Each month when the new consumer price index number is released analysts refer back to the inflation target as a check on the performance of the central bank.  So how well does the PBoC do in meeting the inflation goals set out for it? The answer is not very well in most years.  Over the past eight years, the PBoC has missed its inflation target by an average of 1.8 percentage points.

Year Inflation Target Annual CPI Difference btw Target and Actual One-Year  Benchmark Deposit Rate*
2013 “around 3.5%” 2.42% (1H) 1.08% (1H) 3.00% (1H)
2012 “around 4%” 2.60% 1.40% 3.23%
2011 “around 4%” 5.40% -1.40% 3.29%
2010 “around 3%” 3.30% -0.30% 2.33%
2009 “around 4%” -0.70% 4.70% 2.25%
2008 “around 4.8%” 5.90% -1.10% 3.80%
2007 “3.0% or less” 4.80% -1.80% 3.29%
2006 “controlled at 3%” 1.50% 1.50% 2.36%
2005 “controlled at 4%” 1.80% 2.20% 2.25%

*Average of the twelve monthly rates during the year in question

This number should give pause to central bank watchers who assign a high degree of accuracy to China’s inflation targets. Managing inflation, especially in a developing economy, is a tough business. The tools the PBoC has at its disposal to manage price increases are imprecise at best.

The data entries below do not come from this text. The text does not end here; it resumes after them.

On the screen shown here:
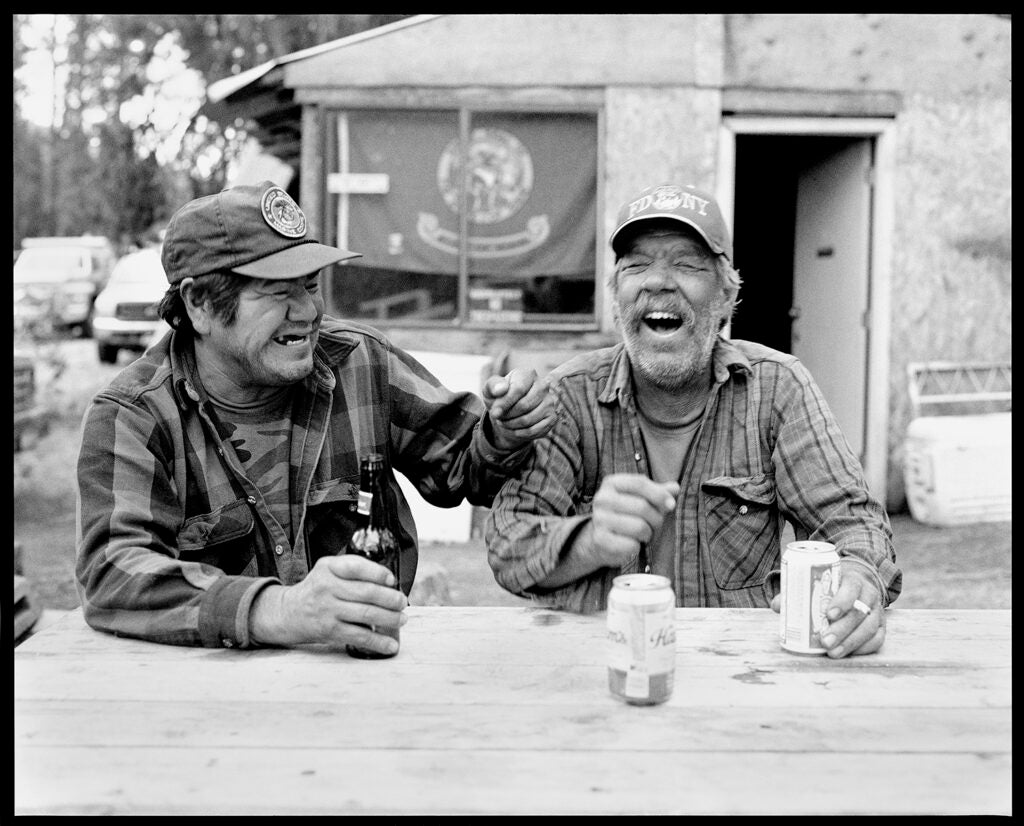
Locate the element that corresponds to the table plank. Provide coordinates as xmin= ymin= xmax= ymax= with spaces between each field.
xmin=14 ymin=653 xmax=1012 ymax=708
xmin=15 ymin=745 xmax=1011 ymax=815
xmin=14 ymin=698 xmax=1012 ymax=754
xmin=14 ymin=607 xmax=1012 ymax=815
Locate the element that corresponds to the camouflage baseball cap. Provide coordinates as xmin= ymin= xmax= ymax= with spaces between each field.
xmin=161 ymin=181 xmax=359 ymax=285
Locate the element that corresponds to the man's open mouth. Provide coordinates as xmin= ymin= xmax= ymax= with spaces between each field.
xmin=273 ymin=334 xmax=309 ymax=347
xmin=640 ymin=310 xmax=683 ymax=335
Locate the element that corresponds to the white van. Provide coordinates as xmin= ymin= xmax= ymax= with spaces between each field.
xmin=14 ymin=235 xmax=116 ymax=337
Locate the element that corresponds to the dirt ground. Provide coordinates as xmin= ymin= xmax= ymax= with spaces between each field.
xmin=14 ymin=340 xmax=1012 ymax=609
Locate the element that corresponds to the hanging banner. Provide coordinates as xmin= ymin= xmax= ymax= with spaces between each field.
xmin=340 ymin=112 xmax=597 ymax=278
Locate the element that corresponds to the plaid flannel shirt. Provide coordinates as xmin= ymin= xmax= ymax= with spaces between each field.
xmin=76 ymin=316 xmax=531 ymax=647
xmin=485 ymin=338 xmax=902 ymax=612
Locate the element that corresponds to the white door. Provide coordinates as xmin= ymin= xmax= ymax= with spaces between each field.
xmin=792 ymin=139 xmax=871 ymax=463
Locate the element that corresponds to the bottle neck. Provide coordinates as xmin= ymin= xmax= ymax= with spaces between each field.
xmin=355 ymin=468 xmax=387 ymax=528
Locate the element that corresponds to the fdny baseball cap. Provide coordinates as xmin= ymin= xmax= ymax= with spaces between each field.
xmin=161 ymin=181 xmax=360 ymax=285
xmin=608 ymin=183 xmax=732 ymax=261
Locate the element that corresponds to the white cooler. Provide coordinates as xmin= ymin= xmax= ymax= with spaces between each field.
xmin=903 ymin=412 xmax=1012 ymax=526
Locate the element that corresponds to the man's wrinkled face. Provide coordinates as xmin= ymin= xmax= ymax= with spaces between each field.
xmin=613 ymin=226 xmax=728 ymax=390
xmin=206 ymin=273 xmax=324 ymax=387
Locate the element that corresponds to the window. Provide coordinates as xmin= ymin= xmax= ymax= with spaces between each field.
xmin=328 ymin=110 xmax=597 ymax=328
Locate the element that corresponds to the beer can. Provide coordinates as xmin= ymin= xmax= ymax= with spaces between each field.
xmin=607 ymin=573 xmax=676 ymax=705
xmin=779 ymin=541 xmax=840 ymax=654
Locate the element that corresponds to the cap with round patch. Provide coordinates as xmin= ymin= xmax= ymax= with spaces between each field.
xmin=162 ymin=181 xmax=359 ymax=284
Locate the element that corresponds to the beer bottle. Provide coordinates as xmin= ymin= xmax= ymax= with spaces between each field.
xmin=345 ymin=453 xmax=401 ymax=659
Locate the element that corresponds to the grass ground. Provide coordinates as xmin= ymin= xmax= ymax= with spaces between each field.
xmin=13 ymin=341 xmax=1012 ymax=609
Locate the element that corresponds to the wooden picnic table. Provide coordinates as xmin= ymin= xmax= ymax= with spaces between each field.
xmin=14 ymin=606 xmax=1012 ymax=815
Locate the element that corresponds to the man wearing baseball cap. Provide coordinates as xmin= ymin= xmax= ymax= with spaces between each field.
xmin=76 ymin=181 xmax=554 ymax=655
xmin=485 ymin=184 xmax=902 ymax=657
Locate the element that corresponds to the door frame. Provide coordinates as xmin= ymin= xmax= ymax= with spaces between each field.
xmin=715 ymin=116 xmax=896 ymax=504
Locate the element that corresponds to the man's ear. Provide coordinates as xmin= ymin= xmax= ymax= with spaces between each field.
xmin=178 ymin=278 xmax=210 ymax=336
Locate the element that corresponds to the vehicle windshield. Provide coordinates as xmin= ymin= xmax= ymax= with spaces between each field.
xmin=106 ymin=252 xmax=167 ymax=288
xmin=14 ymin=247 xmax=92 ymax=284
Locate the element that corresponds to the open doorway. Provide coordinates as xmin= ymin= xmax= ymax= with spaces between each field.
xmin=730 ymin=134 xmax=872 ymax=462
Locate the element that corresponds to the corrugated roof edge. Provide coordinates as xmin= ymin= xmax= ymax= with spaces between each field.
xmin=206 ymin=14 xmax=443 ymax=103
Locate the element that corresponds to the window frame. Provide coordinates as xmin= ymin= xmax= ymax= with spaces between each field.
xmin=322 ymin=103 xmax=605 ymax=333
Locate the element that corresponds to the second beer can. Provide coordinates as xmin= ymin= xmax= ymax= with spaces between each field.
xmin=607 ymin=573 xmax=676 ymax=705
xmin=779 ymin=541 xmax=840 ymax=654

This is also important to keep in mind with respect to the PBoC’s recent effort to guide interest rates in the interbank market. Concerned about the fast growth of credit in first half of 2013, the PBoC attempted to reign in easy money in the interbank market, forcing rates higher by refusing to add liquidity. Unfortunately, what was probably designed as a gentle lesson turned into a multiday liquidity crunch that spooked investors worldwide. Achieving a target interest rate, whether its annual consumer inflation or the overnight borrowing rate, is often easier said than done. Analysts often overestimate the PBoC’s precision in guiding the economy.

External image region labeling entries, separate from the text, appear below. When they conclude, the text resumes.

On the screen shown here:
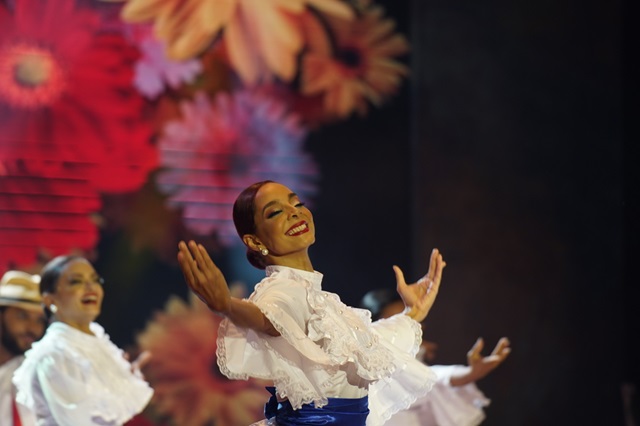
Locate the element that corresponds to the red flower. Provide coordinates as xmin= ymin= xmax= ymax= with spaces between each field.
xmin=0 ymin=166 xmax=100 ymax=270
xmin=137 ymin=296 xmax=269 ymax=426
xmin=0 ymin=0 xmax=157 ymax=191
xmin=301 ymin=6 xmax=409 ymax=118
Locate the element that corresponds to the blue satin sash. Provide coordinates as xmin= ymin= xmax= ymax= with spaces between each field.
xmin=264 ymin=386 xmax=369 ymax=426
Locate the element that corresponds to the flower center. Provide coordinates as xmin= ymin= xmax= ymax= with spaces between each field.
xmin=0 ymin=43 xmax=66 ymax=109
xmin=14 ymin=53 xmax=53 ymax=88
xmin=337 ymin=47 xmax=362 ymax=68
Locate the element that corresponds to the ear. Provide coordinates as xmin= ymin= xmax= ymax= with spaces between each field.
xmin=242 ymin=234 xmax=264 ymax=251
xmin=42 ymin=293 xmax=54 ymax=307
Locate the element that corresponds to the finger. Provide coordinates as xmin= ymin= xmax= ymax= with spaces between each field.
xmin=393 ymin=265 xmax=407 ymax=289
xmin=198 ymin=244 xmax=218 ymax=271
xmin=136 ymin=351 xmax=151 ymax=369
xmin=467 ymin=337 xmax=484 ymax=359
xmin=188 ymin=240 xmax=205 ymax=269
xmin=491 ymin=337 xmax=510 ymax=355
xmin=433 ymin=253 xmax=446 ymax=284
xmin=427 ymin=248 xmax=439 ymax=281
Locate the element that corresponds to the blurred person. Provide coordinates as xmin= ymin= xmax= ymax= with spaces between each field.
xmin=361 ymin=288 xmax=511 ymax=426
xmin=178 ymin=181 xmax=445 ymax=426
xmin=0 ymin=271 xmax=47 ymax=426
xmin=13 ymin=256 xmax=153 ymax=426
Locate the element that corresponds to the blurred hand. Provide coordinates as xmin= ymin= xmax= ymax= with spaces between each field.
xmin=178 ymin=241 xmax=231 ymax=314
xmin=393 ymin=249 xmax=447 ymax=322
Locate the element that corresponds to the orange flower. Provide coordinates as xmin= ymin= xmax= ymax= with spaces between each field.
xmin=301 ymin=7 xmax=409 ymax=118
xmin=122 ymin=0 xmax=352 ymax=83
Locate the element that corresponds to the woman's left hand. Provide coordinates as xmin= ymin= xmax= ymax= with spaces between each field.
xmin=393 ymin=249 xmax=447 ymax=322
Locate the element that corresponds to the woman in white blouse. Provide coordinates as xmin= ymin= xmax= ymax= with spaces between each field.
xmin=13 ymin=256 xmax=153 ymax=426
xmin=178 ymin=181 xmax=445 ymax=426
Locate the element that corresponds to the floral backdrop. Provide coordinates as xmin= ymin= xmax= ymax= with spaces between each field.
xmin=0 ymin=0 xmax=408 ymax=426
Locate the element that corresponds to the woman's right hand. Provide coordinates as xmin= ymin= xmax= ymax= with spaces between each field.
xmin=178 ymin=241 xmax=231 ymax=314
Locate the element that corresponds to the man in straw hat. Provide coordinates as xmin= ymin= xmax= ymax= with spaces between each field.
xmin=0 ymin=271 xmax=46 ymax=426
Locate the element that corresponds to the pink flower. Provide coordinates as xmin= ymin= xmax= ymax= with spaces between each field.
xmin=131 ymin=28 xmax=202 ymax=99
xmin=137 ymin=296 xmax=268 ymax=426
xmin=122 ymin=0 xmax=352 ymax=83
xmin=301 ymin=7 xmax=409 ymax=118
xmin=158 ymin=90 xmax=317 ymax=245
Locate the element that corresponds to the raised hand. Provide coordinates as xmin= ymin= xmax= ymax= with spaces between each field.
xmin=393 ymin=249 xmax=447 ymax=322
xmin=178 ymin=241 xmax=231 ymax=314
xmin=467 ymin=337 xmax=511 ymax=381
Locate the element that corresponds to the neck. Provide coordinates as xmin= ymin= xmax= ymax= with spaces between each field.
xmin=0 ymin=346 xmax=15 ymax=365
xmin=271 ymin=250 xmax=314 ymax=272
xmin=56 ymin=318 xmax=93 ymax=335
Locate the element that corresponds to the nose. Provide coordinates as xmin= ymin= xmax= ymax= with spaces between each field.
xmin=288 ymin=206 xmax=300 ymax=217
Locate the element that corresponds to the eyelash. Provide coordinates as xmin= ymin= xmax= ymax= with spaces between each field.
xmin=267 ymin=201 xmax=305 ymax=219
xmin=69 ymin=277 xmax=104 ymax=285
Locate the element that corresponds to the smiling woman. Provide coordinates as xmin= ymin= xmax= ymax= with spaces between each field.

The other interesting thing about the inflation targets set by the State Council is that with the exception of one year, the annual inflation target has been set above the average benchmark rate on one-year deposits. For these years it was the explicit government policy for banks to pay deposit rates lower than the rate of inflation. As we've mentioned before, negative real interest rates are at the heart of many the distortions in the Chinese economy. Setting the benchmark rate below the inflation target confirms that this was by design rather than by accident.

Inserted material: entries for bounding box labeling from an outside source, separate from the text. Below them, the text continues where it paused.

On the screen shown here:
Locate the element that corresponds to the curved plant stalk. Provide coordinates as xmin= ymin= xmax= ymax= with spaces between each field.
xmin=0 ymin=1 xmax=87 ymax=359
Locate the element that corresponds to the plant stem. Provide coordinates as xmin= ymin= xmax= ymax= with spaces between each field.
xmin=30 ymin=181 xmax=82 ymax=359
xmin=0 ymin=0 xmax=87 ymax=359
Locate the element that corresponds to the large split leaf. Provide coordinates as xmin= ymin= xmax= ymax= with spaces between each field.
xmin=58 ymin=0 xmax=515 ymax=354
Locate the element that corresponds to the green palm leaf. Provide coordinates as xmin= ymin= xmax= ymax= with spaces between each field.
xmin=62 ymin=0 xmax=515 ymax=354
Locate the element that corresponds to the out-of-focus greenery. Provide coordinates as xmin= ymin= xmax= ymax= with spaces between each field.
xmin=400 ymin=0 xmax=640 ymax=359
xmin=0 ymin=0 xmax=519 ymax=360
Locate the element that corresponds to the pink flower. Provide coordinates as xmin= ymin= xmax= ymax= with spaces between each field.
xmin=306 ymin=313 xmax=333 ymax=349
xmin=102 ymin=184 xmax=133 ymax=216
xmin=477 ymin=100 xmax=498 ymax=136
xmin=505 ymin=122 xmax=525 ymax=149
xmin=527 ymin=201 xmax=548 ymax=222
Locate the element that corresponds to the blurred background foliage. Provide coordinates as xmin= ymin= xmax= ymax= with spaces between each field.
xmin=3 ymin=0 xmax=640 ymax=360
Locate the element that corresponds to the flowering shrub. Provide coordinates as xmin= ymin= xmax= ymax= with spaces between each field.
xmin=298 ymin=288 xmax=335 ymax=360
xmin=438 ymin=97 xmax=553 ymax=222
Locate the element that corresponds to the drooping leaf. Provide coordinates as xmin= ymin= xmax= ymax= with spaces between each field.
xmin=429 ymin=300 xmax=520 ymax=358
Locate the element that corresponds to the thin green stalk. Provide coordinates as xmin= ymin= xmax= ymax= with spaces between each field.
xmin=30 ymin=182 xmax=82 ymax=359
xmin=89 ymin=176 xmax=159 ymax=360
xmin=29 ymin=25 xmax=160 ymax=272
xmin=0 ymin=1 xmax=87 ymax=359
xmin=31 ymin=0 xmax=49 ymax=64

As China considers moving forward with financial reform this year, setting deposit rates at a healthy level above expected inflation should be a key goal. This is a basic necessity to increase the income of China’s savers, especially those without access to sophisticated alternatives to savings deposits.  Until that happens, the large and regressive transfer from ordinary savers to banks and corporate borrowers will continue.